ABET leadership agrees with the Council that the body of knowledge of engineering has expanded and that no one should be satisfied with all aspects of the current status of engineering education.
However, President Holger noted two concerns. First, there is no consensus among the member societies of ABET on how to address engineering education. Second, the question of how much of the expanded body of knowledge should be covered in an educational environment versus the experiential environment has not been answered.
An important message from ABET is that although the organization has not taken a position on the education initiative, it is able to adjust its process if that is the will of the ABET member societies. ABET, like NCEES, is a member-driven organization, and the licensure process is just one of its concerns.

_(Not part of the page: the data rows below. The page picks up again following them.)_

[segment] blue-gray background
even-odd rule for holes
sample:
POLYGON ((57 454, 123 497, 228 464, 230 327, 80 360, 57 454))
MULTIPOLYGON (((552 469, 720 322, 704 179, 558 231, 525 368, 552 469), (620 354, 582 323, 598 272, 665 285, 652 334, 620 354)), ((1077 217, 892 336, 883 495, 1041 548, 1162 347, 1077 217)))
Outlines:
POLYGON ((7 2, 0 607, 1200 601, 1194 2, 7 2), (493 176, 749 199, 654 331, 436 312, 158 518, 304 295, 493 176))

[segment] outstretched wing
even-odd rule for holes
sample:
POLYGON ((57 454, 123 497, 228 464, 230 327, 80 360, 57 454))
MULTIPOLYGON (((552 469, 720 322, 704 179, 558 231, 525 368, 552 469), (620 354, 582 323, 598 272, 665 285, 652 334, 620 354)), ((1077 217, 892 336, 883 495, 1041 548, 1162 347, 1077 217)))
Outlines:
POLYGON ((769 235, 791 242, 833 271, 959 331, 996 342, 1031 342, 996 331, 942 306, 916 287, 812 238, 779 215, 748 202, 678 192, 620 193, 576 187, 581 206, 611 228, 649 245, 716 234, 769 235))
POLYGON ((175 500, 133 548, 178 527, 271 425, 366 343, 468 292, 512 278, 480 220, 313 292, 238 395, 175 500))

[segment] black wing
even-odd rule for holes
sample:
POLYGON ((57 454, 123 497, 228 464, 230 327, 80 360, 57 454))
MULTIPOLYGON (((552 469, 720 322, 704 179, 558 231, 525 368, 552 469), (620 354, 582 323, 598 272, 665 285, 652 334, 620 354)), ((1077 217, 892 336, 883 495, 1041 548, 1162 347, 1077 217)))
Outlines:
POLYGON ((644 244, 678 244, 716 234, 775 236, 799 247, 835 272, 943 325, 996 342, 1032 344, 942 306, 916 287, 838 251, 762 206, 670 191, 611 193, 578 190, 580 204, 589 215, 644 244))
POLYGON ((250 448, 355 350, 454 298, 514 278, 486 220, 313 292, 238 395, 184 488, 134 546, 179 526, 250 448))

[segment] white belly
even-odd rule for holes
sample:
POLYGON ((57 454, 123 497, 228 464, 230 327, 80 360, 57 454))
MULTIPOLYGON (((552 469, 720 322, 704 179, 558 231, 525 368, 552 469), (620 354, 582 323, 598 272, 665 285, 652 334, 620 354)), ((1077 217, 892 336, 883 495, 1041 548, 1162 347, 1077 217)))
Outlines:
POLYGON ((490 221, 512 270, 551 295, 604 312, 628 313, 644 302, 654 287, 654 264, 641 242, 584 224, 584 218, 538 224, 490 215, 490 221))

Other stakeholders include state legislatures, parents, and university leadership. Since NCEES and the professional societies are ABET member societies, I believe that we should continue to work with the EAC to incorporate appropriate changes into the ABET criteria. However, this will be a very slow process. There is a clear difference in the perspectives of licensing boards, disciplinary professional societies, and engineering faculty, and many of the latter are not prepared to overhaul the accreditation criteria for B.S. degree programs.
Needless to say, we didn’t leave the meeting with a promise that ABET would immediately modify the accreditation criteria for B.S. degree programs, but we did get them to agree to continue this discussion in their EAC meetings while keeping in mind the connection between an ABET-accredited B.S. degree and licensure.